Somehow it became an embedded part of our culture to accept that our double X chromosome carries with it some sort of ingrained barrier to certain knowledge or behaviours. It sometimes comes out as seemingly innocent or well-meaning thoughts like “women can’t read maps” or “women can’t parallel park.” Other times, it’s more sinister. “Women don’t make good managers.” “Women can’t hack it on the front lines.” “Women can’t do maths.” As young as primary school, I have heard every one of these statements, most of the time from adults. I internalised it and by the time I got to secondary school, doing my GCSE Maths homework, I was in tears. I felt like I was being set up to fail. “I can’t do this, I’m a girl, I’m not even supposed to be good at this, what’s the point?”

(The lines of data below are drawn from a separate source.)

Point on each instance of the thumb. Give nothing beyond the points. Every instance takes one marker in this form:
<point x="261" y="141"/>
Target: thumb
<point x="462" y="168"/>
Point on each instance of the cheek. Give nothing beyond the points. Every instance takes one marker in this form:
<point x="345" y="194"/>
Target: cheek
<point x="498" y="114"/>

It was my mother who finally broke the spell for me. She was a fantastic science teacher and all round quite an impressive individual (though I am biased, I’ll admit). She knew me well enough to know that I had the ability to do maths, I just needed to find the right way to understand it, my way. We spent so much time re-teaching and re-learning the subject matter, often putting it into contexts that I had experienced so I had something to apply it to. All of a sudden, equations were balancing, Pythagoras made sense, ratios were ratioing! I had spent so long hearing that my gender was no good at maths that I believed it, and I had put up mental blockades to even trying to find my own way of understanding. Now I even TEACH maths, something 13 year old me would have thought was some sort of practical joke!
For the record, women CAN read maps, women DO make good managers, and some of the most important mathematicians in history…yep, they were women. Anyone who has watched Hidden Figures knows all about Katherine Johnson, whose calculations were critical to getting the first US astronauts into space.

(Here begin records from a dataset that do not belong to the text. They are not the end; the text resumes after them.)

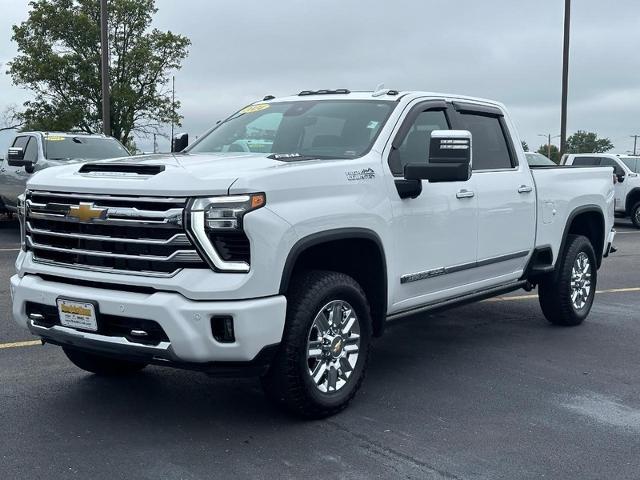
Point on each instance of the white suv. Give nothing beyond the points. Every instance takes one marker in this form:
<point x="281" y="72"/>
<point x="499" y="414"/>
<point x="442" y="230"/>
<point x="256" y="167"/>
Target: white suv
<point x="626" y="169"/>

So the next time you start to limit yourself because “women can’t…” think of Katherine Johnson, Amilia Earhart, Marie Curie, your mother, my mother. Shout it out for them all to hear. WOMEN CAN!
- CLAIRE
Margaret Mead was a Cultural anthropologist and writer. Mead’s work really inspired me when I was studying Youth Work, especially her ideas about the powerful effects of social convention on behaviour, particularly in adolescent girls. In her studies , she sought to discover if adolescence was a universally traumatic and stressful time due to biological factors or if the experience of adolescence depended on cultural upbringing. Her ideas surrounding this still resonate today in the studies of child and adolescent development.
- EMMA
“Think like a queen. A queen is not afraid to fail. Failure is another stepping-stone to greatness.” –Oprah Winfrey
“When women support each other, incredible things happen.” – Unknown
“There is no limit to what we, as women, can accomplish.” –Michelle Obama
- MICHELLE
SO, I guess my little story would be health based.
At 17 I was diagnosed with hypermobility which put a stop on my performance career by 19.

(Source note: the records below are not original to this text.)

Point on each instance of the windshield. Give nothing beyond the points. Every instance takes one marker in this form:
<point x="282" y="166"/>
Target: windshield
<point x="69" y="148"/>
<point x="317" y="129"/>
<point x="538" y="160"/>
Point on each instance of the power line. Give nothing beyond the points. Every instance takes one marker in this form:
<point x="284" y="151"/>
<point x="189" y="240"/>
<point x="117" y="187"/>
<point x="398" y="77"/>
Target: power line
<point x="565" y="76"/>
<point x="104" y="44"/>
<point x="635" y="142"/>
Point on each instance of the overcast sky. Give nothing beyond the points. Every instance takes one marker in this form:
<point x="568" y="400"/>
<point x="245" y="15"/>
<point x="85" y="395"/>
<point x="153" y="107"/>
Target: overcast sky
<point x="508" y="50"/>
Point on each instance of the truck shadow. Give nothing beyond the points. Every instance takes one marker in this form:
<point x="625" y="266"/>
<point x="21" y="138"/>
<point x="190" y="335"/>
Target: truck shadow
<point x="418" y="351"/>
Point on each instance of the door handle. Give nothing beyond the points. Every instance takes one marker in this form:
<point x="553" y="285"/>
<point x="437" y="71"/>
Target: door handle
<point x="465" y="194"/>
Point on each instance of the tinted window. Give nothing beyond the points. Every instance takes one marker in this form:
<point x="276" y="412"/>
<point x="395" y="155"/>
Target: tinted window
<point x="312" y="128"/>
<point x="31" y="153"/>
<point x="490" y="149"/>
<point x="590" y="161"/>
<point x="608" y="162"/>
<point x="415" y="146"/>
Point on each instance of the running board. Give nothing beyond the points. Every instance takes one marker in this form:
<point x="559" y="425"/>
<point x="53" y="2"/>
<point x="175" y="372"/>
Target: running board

November 2017, I had my first seizure, I then wasn’t able to diagnosed till September 2021 which was P.O.T’s.
Through all that I also got diagnosed with Raynaud’s, Fibromyalgia, PCOS, Spinal issues, and more.
I’m still working on my health and finding out more issues to this day, but I started my career through an apprenticeship because of my health and that’s how I learned I love working with people helping them in the working world!